Most of the line art uses the way of bending and combination of lines to achieve the object represented by the line art from any perspective. There is also a multi-view line art, which is a variant of sculpture art. When viewed in two specific directions, the same line sculpture will have two completely different outlines.

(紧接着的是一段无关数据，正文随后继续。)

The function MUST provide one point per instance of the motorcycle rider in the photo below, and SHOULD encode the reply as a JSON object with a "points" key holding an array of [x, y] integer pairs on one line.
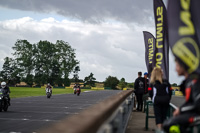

We propose a method that converts the two input models into 3D lines through preprocessing and prunes the 3D lines through some methods so that the viewer can generate line sculptures during the rotation. The illusion of gradually changing from one contour to another, and finally adding some constraints to merge the lines, hoping to produce line sculptures with a minimum of lines.

[1] Song Ho Ahn. Opengl frame buffer object (fbo). http://www.songho.ca/opengl/gl_fbo.html, 2012.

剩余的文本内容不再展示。